1° Assassinat du gouverneur de Kharkof, prince Krapotkine, le 9 février 1879[1] ; — 2° Tentative d’assassinat sur la personne de l’empereur, le 2 avril 1879 (attentat de Solovief) ; — 3° Participation au congrès révolutionnaire de Lipetzk ; — 4° Attentats contre la vie de l’empereur, au moyen de mines de dynamite disposées sous la voie ferrée à Odessa et à Alexandrovo, le 18 novembre 1879 ; — 5° Attentat de même nature, suivi d’effet, à Moscou, le 19 novembre 1879 ; — 6° Explosion au Palais d’Hiver, le 5 février 1880 ; — 7° Emploi d’une typographie clandestine, ruelle des Sapeurs, à Pétersbourg ; — 8° Résistance à main armée lors de la descente de police dans cette typographie, le 17 janvier 1880 ; — 9° Résistance à main armée et meurtre d’un surveillant dans une maison de Vassili-Ostrof, le 24 juillet 1880 ; — 10° Distribution de subsides au parti socialiste-révolutionnaire.

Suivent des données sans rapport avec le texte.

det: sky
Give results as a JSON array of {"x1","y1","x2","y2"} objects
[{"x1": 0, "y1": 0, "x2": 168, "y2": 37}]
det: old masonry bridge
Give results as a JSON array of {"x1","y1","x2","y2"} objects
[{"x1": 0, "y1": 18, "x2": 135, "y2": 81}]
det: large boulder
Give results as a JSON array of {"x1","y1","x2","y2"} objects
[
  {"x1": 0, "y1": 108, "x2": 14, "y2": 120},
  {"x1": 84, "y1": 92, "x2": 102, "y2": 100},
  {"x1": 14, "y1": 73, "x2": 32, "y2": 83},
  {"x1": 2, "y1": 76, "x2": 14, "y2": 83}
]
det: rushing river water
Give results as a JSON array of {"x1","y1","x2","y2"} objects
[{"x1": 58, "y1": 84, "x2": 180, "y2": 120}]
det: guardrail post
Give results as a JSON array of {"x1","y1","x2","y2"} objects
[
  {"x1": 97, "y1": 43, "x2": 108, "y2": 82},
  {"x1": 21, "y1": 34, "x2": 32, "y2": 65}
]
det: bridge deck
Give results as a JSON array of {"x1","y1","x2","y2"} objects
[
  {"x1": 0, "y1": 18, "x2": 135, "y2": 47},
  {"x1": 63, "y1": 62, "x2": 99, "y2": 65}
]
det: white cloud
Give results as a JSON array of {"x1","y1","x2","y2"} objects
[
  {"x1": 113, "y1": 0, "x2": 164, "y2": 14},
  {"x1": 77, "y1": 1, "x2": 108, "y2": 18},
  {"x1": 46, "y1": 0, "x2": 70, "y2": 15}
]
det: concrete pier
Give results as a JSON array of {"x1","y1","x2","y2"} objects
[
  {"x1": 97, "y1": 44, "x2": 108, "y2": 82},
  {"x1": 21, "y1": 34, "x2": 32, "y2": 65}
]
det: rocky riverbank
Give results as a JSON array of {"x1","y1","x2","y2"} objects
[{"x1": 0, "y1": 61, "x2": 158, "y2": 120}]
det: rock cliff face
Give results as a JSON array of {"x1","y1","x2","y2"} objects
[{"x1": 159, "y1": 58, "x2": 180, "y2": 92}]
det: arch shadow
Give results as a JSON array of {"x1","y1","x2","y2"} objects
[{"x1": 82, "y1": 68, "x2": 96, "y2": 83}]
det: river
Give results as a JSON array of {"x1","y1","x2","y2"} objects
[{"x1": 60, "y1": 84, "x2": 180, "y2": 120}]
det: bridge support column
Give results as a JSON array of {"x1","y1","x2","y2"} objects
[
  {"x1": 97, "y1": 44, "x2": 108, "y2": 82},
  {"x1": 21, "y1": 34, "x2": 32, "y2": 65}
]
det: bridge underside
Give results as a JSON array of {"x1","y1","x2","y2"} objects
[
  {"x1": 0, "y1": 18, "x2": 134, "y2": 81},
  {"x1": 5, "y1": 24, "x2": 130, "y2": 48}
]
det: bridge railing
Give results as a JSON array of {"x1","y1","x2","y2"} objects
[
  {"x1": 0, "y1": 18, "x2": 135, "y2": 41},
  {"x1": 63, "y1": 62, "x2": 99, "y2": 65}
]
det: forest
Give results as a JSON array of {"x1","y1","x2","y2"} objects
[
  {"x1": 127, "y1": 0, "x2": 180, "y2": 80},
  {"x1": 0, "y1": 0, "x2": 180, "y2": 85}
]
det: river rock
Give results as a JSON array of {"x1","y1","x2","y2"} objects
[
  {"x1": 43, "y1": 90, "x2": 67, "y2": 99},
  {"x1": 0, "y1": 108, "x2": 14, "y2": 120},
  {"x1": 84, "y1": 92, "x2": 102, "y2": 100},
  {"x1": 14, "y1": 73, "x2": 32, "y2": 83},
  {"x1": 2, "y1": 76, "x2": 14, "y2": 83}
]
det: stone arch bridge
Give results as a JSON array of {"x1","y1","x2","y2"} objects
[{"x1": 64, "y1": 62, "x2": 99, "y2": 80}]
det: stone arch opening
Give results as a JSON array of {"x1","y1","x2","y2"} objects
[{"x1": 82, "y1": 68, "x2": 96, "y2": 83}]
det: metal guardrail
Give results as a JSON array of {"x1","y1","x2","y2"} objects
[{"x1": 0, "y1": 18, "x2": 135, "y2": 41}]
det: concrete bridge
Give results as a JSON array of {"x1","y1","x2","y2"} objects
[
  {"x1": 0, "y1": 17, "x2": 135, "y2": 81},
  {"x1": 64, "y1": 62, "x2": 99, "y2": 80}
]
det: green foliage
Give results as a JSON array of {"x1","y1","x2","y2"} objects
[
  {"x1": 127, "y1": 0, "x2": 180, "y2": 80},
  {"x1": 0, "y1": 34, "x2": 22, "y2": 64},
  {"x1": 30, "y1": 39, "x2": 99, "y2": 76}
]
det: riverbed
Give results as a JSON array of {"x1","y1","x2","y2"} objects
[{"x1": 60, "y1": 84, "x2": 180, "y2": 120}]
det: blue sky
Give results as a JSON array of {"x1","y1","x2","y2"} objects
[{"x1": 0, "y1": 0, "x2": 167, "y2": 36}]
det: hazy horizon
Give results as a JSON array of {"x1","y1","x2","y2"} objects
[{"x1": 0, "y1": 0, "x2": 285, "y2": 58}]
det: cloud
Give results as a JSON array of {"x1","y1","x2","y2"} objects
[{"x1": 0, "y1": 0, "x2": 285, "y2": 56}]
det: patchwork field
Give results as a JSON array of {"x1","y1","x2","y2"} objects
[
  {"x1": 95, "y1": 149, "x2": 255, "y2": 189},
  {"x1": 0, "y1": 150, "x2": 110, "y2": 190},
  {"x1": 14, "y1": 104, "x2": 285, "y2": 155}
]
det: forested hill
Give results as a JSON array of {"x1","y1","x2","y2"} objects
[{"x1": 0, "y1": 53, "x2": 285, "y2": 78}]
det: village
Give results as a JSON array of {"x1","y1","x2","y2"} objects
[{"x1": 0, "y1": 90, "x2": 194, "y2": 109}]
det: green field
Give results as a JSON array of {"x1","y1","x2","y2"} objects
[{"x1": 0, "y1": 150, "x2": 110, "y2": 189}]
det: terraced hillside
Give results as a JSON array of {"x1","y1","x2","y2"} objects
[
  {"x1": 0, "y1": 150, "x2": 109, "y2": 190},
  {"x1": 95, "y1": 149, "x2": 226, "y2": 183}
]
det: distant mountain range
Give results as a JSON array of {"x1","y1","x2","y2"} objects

Le fondement de l’acte d’accusation est la déposition du juif Goldenberg. C’est un document capital pour l’étude du mouvement révolutionnaire. Ce Goldenberg fut arrêté, en novembre 1879, à la station d’Elisabethgrad, où on le trouva porteur d’une valise pleine de dynamite. Quelque temps après, le bruit courut qu’il s’était pendu dans son cachot. Les gens qu’il a livrés et beaucoup de sceptiques prétendent qu’on l’a interné secrètement en Sibérie, ou même laissé fuir en Amérique. Quoi qu’il en soit de sa disparition mystérieuse, cet individu a fait au magistrat instructeur des aveux complets sur l’assassinat du prince Krapotkine, consommé par lui, sur sa participation aux attentats régicides du 2 avril et du 19 novembre, sur l’organisation du parti dont il était un des principaux chefs. Il a nommé tous ses complices et défini la part de responsabilité de chacun. Le procureur a lu, au cours des débats, la majeure partie de cette longue déposition ; elle dénote une intelligence très supérieure à celle des accusés qui comparaissent aujourd’hui ; elle a produit une impression profonde. Nulle analyse ne saurait en rendre l’accent de sincérité et l’intérêt dramatique.

Goldenberg déclare qu’il a vécu et qu’il mourra dans la foi socialiste ; mais qu’intimement convaincu de l’inanité des efforts tentés à l’heure actuelle pour soulever le peuple russe, il veut arracher le pays à ce cercle fatal de meurtres, commis tour à tour par les révolutionnaires sur les gens du pouvoir, par ces derniers sur les

  1. Je laisse les dates au vieux style, telles que les donnent les pièces russes.